他與之前不同,換了身月白色的長衫,便是發髻也被頭巾重新包裹,並收起了腰間的令牌,儼然一個清秀儒雅的書生。隻是他遠眺之際,雙眉微皺。
四方朦朧晦暗,風雨飄搖如舊,猶如天地沉淪,任憑寂寞濃醺而流年不再。
而眼前所見,並非蒼龍穀的全貌。
無咎看了眼身後的山洞,轉而舉起手中的玉簡。
所在的石山,隻是蒼龍穀一隅。據圖簡所示,蒼龍穀占地廣闊,禁製重重,詭異莫測,便如巨龍橫臥,竟如軀幹化作七處不同的存在。其分別是龍箕灘、龍尾原、龍心澤,龍房山,龍氐川、龍亢嶺,與龍角峰,各自凶險迥異,機緣莫測。而最後的龍角峰,乃此行的終點。所謂的龍首之門,便在龍角峰的後山。
如此想來,順利穿越蒼老穀並非易事。雖說尚有一年的期限,倒也耽擱不得。
無咎稍加辨明方向,收起玉簡,摸出麵罩戴在臉上,飛身躍下陡峭的山坡。
……
一道灰色的人影,在風雨中穿行。
遠遠看去,他腳步緩慢,猶如原地徘徊,而離得近了,才見他一步十餘丈而去勢如飛。
隻是當他躍上一道山崗,忽而落下身形,並昂起那張帶有麵罩的臉,兩眼中閃過一絲茫然。
這都過去三日了,四方的情景一如既往。風雨飄搖,無休無止,潮濕泥濘,沒個盡頭。是圖簡有誤,還是自己走錯了路?

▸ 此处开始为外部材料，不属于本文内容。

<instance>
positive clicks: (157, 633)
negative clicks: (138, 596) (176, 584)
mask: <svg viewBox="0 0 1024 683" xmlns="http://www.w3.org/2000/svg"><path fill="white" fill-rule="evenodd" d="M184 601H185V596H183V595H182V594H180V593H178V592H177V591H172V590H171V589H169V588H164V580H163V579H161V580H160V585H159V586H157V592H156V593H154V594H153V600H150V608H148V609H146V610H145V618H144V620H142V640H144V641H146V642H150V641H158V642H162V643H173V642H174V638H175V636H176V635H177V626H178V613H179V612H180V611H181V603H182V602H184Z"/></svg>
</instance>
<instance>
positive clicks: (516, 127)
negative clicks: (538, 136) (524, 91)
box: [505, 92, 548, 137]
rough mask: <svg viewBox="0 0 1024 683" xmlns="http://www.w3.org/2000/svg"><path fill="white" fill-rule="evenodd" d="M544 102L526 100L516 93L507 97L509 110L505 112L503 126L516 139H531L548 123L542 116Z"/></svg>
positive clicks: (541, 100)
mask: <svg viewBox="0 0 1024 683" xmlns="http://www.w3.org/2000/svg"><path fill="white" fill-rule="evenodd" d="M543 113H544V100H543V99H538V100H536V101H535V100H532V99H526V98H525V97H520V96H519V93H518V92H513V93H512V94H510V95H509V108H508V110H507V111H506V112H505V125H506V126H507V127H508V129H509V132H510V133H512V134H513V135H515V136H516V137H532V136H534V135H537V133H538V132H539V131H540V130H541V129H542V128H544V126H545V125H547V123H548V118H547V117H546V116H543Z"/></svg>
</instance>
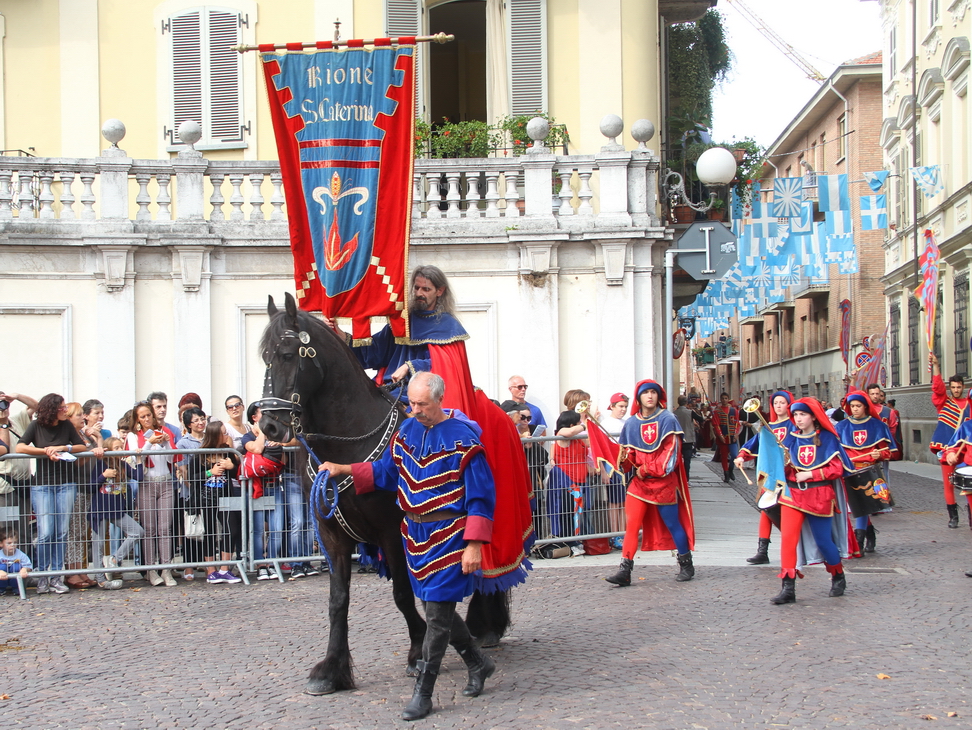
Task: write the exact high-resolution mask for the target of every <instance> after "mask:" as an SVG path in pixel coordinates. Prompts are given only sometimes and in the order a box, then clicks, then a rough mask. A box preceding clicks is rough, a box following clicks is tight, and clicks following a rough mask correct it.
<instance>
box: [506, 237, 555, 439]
mask: <svg viewBox="0 0 972 730" xmlns="http://www.w3.org/2000/svg"><path fill="white" fill-rule="evenodd" d="M567 238H568V234H567V233H546V234H541V233H537V234H529V233H517V232H512V233H511V234H510V242H511V243H514V244H516V246H517V247H518V248H519V253H520V267H519V279H520V284H519V292H520V297H519V306H518V307H517V311H519V312H530V313H532V315H531V316H534V317H536V316H540V317H542V320H537V319H535V318H534V319H533V320H532V321H531V322H530V328H529V331H530V343H529V348H528V351H529V356H527V357H517V358H516V359H515V360H514V361H513V362H510V359H509V358H505V359H506V364H505V365H504V367H506V370H504V371H503V372H501V374H500V380H501V382H502V383H503V384H504V385H505V380H506V378H508V377H509V376H510V375H514V374H518V375H522V376H523V377H524V379H525V380H526V381H527V383H528V384H529V385H530V392H529V394H528V395H527V399H528V400H530V401H531V402H534V403H536V404H537V405H539V406H542V407H543V410H544V415H545V417H546V418H547V435H548V436H551V435H553V425H554V422H555V421H551V420H550V419H551V418H553V419H556V417H557V414H559V413H560V410H561V406H560V399H561V391H560V311H559V284H558V275H559V272H560V268H559V266H558V265H557V246H558V245H559V244H560V243H561V242H563V241H566V240H567ZM518 349H520V351H521V352H526V351H524V350H523V349H522V348H518Z"/></svg>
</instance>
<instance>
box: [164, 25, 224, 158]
mask: <svg viewBox="0 0 972 730" xmlns="http://www.w3.org/2000/svg"><path fill="white" fill-rule="evenodd" d="M240 23H241V18H240V15H239V13H237V12H236V11H235V10H232V9H230V8H217V7H213V6H200V7H196V8H192V9H190V10H187V11H185V12H183V13H182V14H180V15H177V16H174V17H172V18H171V19H170V21H169V22H168V23H165V24H163V34H165V33H166V32H167V31H168V32H169V33H170V34H171V39H170V44H171V45H170V47H171V58H172V116H171V124H172V128H171V130H168V131H167V133H166V136H167V137H168V138H169V142H170V143H171V144H180V141H179V138H178V137H177V136H176V132H177V130H178V129H179V125H180V124H182V123H183V122H184V121H186V120H187V119H192V120H194V121H196V122H199V124H200V126H201V127H202V139H200V143H201V144H204V145H212V144H217V145H218V144H219V143H220V142H239V141H242V139H243V132H242V118H243V95H242V78H243V61H242V58H241V56H240V54H239V53H238V52H237V51H235V50H233V47H234V46H238V45H240V43H241V42H242V37H241V32H240Z"/></svg>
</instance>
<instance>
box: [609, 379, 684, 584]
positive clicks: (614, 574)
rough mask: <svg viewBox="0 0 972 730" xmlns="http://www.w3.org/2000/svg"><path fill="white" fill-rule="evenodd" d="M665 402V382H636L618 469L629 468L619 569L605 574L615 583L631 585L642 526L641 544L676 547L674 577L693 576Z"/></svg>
mask: <svg viewBox="0 0 972 730" xmlns="http://www.w3.org/2000/svg"><path fill="white" fill-rule="evenodd" d="M665 405H666V398H665V390H664V388H662V387H661V385H659V384H658V383H656V382H655V381H654V380H642V381H641V382H640V383H638V385H637V386H636V387H635V397H634V401H633V404H632V407H631V418H629V419H628V420H627V421H625V422H624V427H623V428H622V429H621V438H620V443H621V445H622V446H623V447H624V456H623V457H622V460H621V469H622V471H625V472H630V479H629V481H628V491H627V495H626V496H625V502H624V513H625V519H626V527H625V533H624V544H623V546H622V552H621V554H622V556H623V559H622V560H621V567H620V569H619V570H618V572H617V573H616V574H614V575H612V576H611V577H610V578H606V580H607V581H608V583H613V584H615V585H617V586H629V585H631V571H632V569H633V568H634V556H635V553H636V552H637V551H638V530H642V531H643V536H642V543H641V549H642V550H671V549H673V548H675V549H677V550H678V565H679V573H678V576H676V578H675V580H677V581H687V580H692V578H693V577H694V576H695V566H694V565H693V564H692V549H693V548H694V547H695V526H694V523H693V520H692V501H691V498H690V497H689V492H688V482H687V481H686V479H685V468H684V466H683V465H682V458H681V435H682V429H681V427H680V426H679V423H678V419H677V418H675V416H674V414H672V413H671V412H670V411H668V410H666V408H665Z"/></svg>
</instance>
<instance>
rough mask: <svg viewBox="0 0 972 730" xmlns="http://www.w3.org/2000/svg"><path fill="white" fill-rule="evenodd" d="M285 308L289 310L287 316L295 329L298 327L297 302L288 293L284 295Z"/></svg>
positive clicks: (296, 301)
mask: <svg viewBox="0 0 972 730" xmlns="http://www.w3.org/2000/svg"><path fill="white" fill-rule="evenodd" d="M284 307H285V308H286V310H287V316H288V317H289V318H290V322H291V323H292V324H293V326H294V327H296V326H297V300H296V299H294V297H293V296H292V295H291V293H290V292H287V293H286V294H285V295H284Z"/></svg>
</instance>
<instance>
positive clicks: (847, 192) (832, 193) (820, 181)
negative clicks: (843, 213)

無咎伸手摸出圖簡,凝神細細查看。少頃,他收起圖簡搖了搖頭。
按照圖簡所示,此時應該抵達龍箕灘才對。且進入蒼老穀之後,歇息十餘日,便一路直行,途中並無意外。
既然圖簡沒錯,方向也沒錯,為何辛辛苦苦三日,至今不見龍箕灘?
無咎忖思片刻,還是沒個頭緒。他喘了口粗氣,暗暗無奈。
接連趕路而不眠不休,全憑著丹田氣海的靈力在支撐。如此再來幾日,料也無妨。而若是這般長久下去,隻怕下場不妙啊。看來蒼龍穀著實有些名堂,萬萬大意不得!
無咎揉了揉肚子,神色中稍顯急躁。
半個月來,隻有幾塊糕點墊肚子,換作往日,早被餓死了。雖說今非昔比,卻還是要吃東西。哪怕淺嚐輒止,總比餓著強啊!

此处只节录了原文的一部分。